Combined IDH1 mutation and MGMT methylation status on long-term survival of patients with cerebral low-grade glioma

Abstract

ObjectiveThe management of low-grade glioma (LGG) still remains controversial because the effectiveness of early and extensive resection is unclear, and the use of radiation therapy or chemotherapy is not well-defined. In particular, the importance of prognostic factors for survival remains a matter of discussion. The purpose of this study was to validate prognostic factors for survival in patients with LGG. Materials and methodsA consecutive series of 55 patients with WHO grade II LGG treated in our institute between 1983 and 2013 were retrospectively reviewed to determine the prognostic factors for survival.
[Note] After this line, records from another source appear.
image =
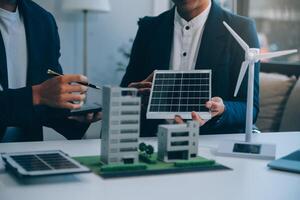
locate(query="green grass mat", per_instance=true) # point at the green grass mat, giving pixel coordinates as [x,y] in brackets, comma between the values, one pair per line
[114,171]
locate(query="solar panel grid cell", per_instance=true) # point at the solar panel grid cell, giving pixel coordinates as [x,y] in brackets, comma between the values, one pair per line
[180,91]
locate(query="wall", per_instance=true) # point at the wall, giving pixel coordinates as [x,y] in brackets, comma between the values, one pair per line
[107,32]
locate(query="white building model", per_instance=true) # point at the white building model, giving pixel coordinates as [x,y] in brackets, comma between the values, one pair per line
[120,125]
[178,141]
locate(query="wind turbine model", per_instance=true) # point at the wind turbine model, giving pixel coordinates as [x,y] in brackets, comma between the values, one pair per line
[247,148]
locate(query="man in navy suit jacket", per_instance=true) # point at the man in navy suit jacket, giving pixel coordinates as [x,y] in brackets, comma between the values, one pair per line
[218,52]
[26,109]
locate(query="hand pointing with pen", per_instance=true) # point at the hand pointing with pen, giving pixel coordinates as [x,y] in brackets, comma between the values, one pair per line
[61,92]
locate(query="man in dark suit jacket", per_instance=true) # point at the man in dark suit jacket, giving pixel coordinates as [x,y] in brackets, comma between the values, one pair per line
[26,109]
[218,51]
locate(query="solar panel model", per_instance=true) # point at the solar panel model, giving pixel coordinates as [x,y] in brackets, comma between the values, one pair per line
[41,163]
[179,93]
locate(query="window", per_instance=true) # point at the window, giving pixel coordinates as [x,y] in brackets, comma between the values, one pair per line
[278,25]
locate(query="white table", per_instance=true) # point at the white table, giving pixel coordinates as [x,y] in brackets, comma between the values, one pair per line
[249,179]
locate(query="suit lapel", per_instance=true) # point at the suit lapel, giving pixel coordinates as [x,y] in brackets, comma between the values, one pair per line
[3,65]
[30,24]
[165,39]
[212,43]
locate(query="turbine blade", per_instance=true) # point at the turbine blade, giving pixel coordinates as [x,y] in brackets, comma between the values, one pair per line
[243,44]
[244,67]
[275,54]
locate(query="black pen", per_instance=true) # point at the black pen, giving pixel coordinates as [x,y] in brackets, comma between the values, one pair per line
[50,72]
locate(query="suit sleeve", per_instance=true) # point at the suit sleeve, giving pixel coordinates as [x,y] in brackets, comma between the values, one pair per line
[56,118]
[235,108]
[136,57]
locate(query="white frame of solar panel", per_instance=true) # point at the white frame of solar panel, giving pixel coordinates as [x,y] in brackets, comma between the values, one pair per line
[172,114]
[23,172]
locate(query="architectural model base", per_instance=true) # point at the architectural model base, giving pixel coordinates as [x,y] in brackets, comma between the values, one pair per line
[146,168]
[247,150]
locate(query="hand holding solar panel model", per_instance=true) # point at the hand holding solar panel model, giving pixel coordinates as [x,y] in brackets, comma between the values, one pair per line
[252,56]
[177,94]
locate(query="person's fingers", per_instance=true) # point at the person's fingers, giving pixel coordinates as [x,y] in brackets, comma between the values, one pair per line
[66,88]
[149,78]
[98,116]
[89,117]
[178,120]
[140,85]
[73,78]
[72,97]
[197,118]
[70,106]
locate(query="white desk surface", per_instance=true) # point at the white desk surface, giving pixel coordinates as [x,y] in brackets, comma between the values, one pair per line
[249,179]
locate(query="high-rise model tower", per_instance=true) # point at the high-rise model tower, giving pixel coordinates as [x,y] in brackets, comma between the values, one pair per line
[120,125]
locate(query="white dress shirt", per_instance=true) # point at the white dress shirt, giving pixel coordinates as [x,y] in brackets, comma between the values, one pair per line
[14,37]
[187,40]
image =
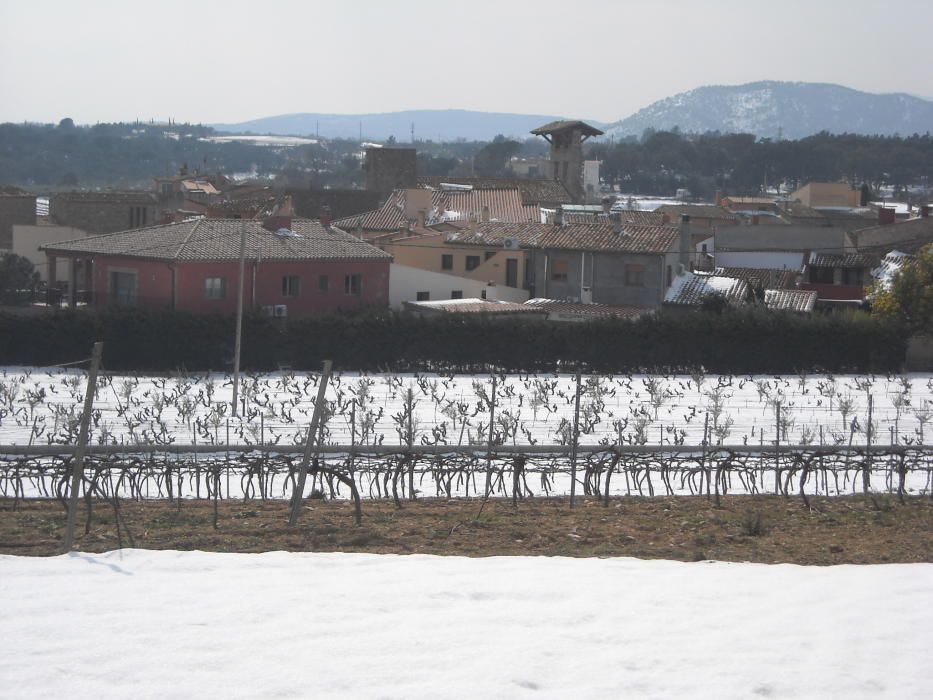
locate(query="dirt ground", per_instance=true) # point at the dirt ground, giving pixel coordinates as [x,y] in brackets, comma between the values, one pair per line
[768,529]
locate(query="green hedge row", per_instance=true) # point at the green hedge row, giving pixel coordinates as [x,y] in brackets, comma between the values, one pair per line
[739,342]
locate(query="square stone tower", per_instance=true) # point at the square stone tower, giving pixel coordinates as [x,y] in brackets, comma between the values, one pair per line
[566,138]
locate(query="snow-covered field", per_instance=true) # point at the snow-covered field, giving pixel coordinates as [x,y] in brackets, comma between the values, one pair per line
[164,624]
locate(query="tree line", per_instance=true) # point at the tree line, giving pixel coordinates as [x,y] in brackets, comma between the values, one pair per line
[663,161]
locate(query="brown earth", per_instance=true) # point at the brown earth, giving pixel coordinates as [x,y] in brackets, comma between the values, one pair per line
[768,529]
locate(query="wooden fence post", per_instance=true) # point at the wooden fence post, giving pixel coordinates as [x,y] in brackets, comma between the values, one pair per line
[309,444]
[77,469]
[576,439]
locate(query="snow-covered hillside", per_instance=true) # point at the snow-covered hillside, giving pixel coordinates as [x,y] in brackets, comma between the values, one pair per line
[792,110]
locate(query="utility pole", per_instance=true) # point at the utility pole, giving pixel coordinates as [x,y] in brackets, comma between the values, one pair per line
[77,471]
[239,321]
[309,444]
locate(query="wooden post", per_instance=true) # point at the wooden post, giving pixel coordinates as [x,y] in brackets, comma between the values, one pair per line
[866,473]
[309,444]
[777,452]
[576,438]
[77,470]
[239,322]
[492,415]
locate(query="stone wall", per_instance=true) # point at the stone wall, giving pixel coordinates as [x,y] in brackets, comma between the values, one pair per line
[15,209]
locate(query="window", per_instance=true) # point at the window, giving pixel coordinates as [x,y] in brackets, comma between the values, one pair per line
[290,285]
[852,275]
[215,287]
[559,270]
[635,275]
[511,272]
[352,284]
[123,288]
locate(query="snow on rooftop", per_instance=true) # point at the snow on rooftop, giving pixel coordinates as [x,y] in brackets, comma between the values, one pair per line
[154,624]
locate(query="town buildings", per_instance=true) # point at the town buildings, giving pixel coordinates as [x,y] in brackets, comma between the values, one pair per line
[293,267]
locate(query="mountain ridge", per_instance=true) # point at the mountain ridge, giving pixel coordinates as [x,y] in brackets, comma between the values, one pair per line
[766,108]
[771,108]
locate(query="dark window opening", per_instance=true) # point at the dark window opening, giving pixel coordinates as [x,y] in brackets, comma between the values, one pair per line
[560,270]
[353,284]
[290,285]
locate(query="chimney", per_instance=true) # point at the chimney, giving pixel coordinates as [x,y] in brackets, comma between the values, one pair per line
[616,219]
[281,216]
[685,241]
[886,216]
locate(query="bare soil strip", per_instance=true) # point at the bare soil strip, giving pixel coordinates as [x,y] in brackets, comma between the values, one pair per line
[766,529]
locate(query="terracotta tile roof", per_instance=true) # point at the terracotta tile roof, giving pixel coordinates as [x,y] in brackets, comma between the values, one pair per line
[847,260]
[768,279]
[637,217]
[388,217]
[700,211]
[533,191]
[558,306]
[495,232]
[601,237]
[219,239]
[13,191]
[475,306]
[691,288]
[790,300]
[749,200]
[128,196]
[505,204]
[907,236]
[565,125]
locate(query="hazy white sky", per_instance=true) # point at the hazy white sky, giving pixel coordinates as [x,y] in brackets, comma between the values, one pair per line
[232,60]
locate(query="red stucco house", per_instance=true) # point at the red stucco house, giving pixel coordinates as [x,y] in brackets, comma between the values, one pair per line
[294,267]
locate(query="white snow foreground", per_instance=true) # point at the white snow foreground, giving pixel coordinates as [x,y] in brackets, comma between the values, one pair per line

All data were retrospectively analyzed from the aspect of baseline characteristics, pathological findings, genetic change, surgical treatments, adjuvant therapies, and survival time. Cox multivariate analysis was performed to determine the prognostic factors for survival. ResultsThere were 28 patients with diffuse astrocytoma (DA), 21 patients with oligodendroglioma (OG), and 6 patients with oligoastrocytoma (OA) diagnosed on initial surgery. The median overall survival was 193 months and fifteen patients (27.3%) died. A mutation in isocitrate dehydrogenase-1 (IDH1) was found in 72.9% of LGG, and this mutation was positively correlated with methylation of O6-methylguanine-DNA methyltransferase (MGMT) (p=0.02). A better prognosis was significantly associated with combined IDH1 mutation and MGMT methylation status (both positive vs both negative, HR 0.079 [95% CI 0.008–0.579], p=0.012), as well as histology (OG vs DA and OA, HR 0.158 [95% CI 0.022–0.674], p=0.011) and tumor size (<6cm vs ≥6cm, HR 0.120 [95% CI 0.017–0.595], p=0.008). ConclusionsTumor histology, size and IDH-mutation status are important predictors for prolonged overall survival in patients with LGG and may provide a reliable tool for standardizing future treatment strategies.